Moral values of the two systems are incompatible.
In socialism, the moral value is that it is "right", "fair" or "just" to take money from one person and give it to another. It is the belief that some people have a claim in the work of others.
In libertarianism the moral value is that it is "right", "fair" or "just" that a person gets to keep the fruits of their labor. It is the belief that people have no claim on the work of others.
Practical matters, like how the transfer of wealth is done in socialism, are totally secondary. Obviously you could make arguments for the "lesser evil" of non-coercive methods.
I think the basic moral values of the two systems are similar, it's just that socialists have a different definition of "fruits of labor". When they take from the rich and give to the poor, the justification is that it never belonged to the rich in the first place.

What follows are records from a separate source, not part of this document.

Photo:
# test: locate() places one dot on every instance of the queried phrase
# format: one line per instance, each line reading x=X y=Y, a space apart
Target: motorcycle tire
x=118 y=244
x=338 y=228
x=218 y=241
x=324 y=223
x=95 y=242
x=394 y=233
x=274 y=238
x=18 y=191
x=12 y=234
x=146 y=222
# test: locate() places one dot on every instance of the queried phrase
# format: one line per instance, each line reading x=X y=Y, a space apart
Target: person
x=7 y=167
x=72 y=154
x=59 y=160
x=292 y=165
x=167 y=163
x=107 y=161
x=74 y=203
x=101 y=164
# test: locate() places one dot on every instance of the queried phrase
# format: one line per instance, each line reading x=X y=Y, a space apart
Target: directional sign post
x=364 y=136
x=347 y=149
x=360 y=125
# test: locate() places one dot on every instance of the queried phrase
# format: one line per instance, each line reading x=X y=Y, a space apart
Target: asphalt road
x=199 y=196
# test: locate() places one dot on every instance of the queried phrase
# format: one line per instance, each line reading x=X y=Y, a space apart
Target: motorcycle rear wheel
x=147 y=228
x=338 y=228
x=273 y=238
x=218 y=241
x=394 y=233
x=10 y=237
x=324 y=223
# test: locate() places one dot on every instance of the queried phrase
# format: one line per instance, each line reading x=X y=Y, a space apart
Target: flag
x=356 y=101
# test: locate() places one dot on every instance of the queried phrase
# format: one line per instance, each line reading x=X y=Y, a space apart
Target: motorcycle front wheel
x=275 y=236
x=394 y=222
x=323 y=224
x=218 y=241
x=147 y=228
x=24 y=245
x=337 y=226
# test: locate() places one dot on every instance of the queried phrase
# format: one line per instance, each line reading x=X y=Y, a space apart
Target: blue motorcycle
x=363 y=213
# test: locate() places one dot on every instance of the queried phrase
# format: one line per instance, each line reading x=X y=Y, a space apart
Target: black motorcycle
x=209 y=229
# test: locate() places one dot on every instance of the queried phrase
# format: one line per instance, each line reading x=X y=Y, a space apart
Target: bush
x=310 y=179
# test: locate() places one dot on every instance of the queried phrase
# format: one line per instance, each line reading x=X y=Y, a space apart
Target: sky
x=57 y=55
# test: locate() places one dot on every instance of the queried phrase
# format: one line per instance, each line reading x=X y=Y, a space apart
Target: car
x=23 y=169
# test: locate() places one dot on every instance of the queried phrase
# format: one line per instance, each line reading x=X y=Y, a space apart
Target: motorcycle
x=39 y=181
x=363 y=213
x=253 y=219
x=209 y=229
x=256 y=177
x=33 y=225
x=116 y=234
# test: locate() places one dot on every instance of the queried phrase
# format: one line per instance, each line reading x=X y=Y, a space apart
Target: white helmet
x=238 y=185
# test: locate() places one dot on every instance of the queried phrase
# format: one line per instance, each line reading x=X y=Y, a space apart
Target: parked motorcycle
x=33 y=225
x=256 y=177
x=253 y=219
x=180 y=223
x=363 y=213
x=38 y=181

The problem with political ideologies, and that includes socialism and libertarianism, is that they base their arguments on ill-defined and messy terms and then at the end they pop out suspiciously clean and elegant conclusions. For example: What does "fruits of labor" actually mean? Labor is just another word for "doing stuff". Sure, if you do stuff it has consequences, but how do you decide which of those consequences are "fruits"?
Elegant moral theories that claim to have a definite answer for every conceivable moral problem should be taken with a grain of salt. Especially if they are based on verbal arguments alone. The human language is incapable of capturing the complexities of the real world.
That's why I don't do ideology. I treat each moral problem individually, based on reason, evidence, and intuitive morality.